The feat is all the more impressive with the current squad averaging just 20.5 years-old.
Singapore's 4x100m team photo with the full team including coach and team manager. PHOTO: SPORTPLUS.SG
Following their bronze medal win, the team was in celebratory mood but also a little disappointed they did not break the national record, a target they had hoped to achieve at this SEA Games.
"Winning a medal was always the aim," said Mark Lee, 18, when asked if winning a bronze was expected by the team.
"In fact we knew that if we had the perfect run, we would break the national record but it didn't happen today."
His teammate Ian Koe, 23, agreed and felt there was still plenty of room for improvement: "I feel that today's exchanges went well."

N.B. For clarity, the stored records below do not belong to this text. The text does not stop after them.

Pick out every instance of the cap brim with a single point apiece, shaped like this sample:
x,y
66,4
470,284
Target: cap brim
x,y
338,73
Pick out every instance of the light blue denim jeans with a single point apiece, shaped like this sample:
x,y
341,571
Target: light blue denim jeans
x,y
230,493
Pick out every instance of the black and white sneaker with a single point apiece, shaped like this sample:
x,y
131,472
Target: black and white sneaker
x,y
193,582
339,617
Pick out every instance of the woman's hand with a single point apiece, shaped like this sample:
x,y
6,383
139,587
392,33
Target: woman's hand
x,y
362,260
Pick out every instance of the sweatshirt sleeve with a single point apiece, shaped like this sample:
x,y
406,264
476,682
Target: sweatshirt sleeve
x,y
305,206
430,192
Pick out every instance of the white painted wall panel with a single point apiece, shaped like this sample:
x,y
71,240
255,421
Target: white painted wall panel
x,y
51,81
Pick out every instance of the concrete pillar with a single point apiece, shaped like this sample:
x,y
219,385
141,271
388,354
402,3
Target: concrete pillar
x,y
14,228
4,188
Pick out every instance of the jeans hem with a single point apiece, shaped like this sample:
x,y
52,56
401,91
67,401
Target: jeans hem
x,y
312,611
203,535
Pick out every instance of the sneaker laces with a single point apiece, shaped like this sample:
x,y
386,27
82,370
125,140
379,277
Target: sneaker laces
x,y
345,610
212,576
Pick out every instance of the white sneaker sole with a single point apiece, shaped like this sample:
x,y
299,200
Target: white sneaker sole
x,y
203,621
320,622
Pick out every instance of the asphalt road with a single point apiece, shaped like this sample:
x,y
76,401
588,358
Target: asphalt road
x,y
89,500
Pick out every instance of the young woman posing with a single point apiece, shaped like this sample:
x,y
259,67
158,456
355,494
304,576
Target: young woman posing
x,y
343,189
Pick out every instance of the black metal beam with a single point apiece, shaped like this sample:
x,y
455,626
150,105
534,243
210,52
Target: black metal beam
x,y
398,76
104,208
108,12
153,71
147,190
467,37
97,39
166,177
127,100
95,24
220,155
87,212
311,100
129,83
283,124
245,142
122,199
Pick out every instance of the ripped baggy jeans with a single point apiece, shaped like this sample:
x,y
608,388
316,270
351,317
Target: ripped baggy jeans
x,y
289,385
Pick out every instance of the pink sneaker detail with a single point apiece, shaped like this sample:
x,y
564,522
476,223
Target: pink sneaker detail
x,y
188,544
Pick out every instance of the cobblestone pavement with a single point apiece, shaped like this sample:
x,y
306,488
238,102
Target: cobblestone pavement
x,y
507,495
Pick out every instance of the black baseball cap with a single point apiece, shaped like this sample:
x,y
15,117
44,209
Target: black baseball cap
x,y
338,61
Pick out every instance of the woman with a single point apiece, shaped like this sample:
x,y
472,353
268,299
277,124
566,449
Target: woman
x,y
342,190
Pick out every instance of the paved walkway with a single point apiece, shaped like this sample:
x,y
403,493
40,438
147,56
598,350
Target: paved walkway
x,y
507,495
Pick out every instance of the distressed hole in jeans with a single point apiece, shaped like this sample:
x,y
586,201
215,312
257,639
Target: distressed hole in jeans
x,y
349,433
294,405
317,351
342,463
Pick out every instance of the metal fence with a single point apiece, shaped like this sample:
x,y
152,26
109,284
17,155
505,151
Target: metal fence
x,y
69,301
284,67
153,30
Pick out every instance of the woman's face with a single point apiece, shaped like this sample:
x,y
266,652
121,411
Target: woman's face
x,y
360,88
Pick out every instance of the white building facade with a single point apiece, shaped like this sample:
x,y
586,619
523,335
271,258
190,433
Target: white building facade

Singapore men's 4x100m relay team in celebratory mood after achieving a first medal in the event since 2015. PHOTO: SPORTPLUS.SG
"We can always still stretch it a little bit but what we have to work on now is to improve on our individual bests. That is where we lose out to other countries."
Having trained together for less than a year since July 2021, Koe believes there are better things yet to come for the team although the race would have done plenty of good for the confidence of each of the athletes heading into their individual events.
Coming into the SEA Games, the team had competed in the Australian Track and Field Championships and clocked 40.07 seconds, a result which injected some self-belief into the team.
"That race gave us some confidence because it really showed that with a bit more fine tuning we can actually get to sub 40, something which has eluded us over the past year," said the 23 year-old Koe.
When asked how they would describe their current feelings, Lee said it was a mixture of joy and relief.
"This is such a stressful event, and we have worked really hard for this. We are so so happy."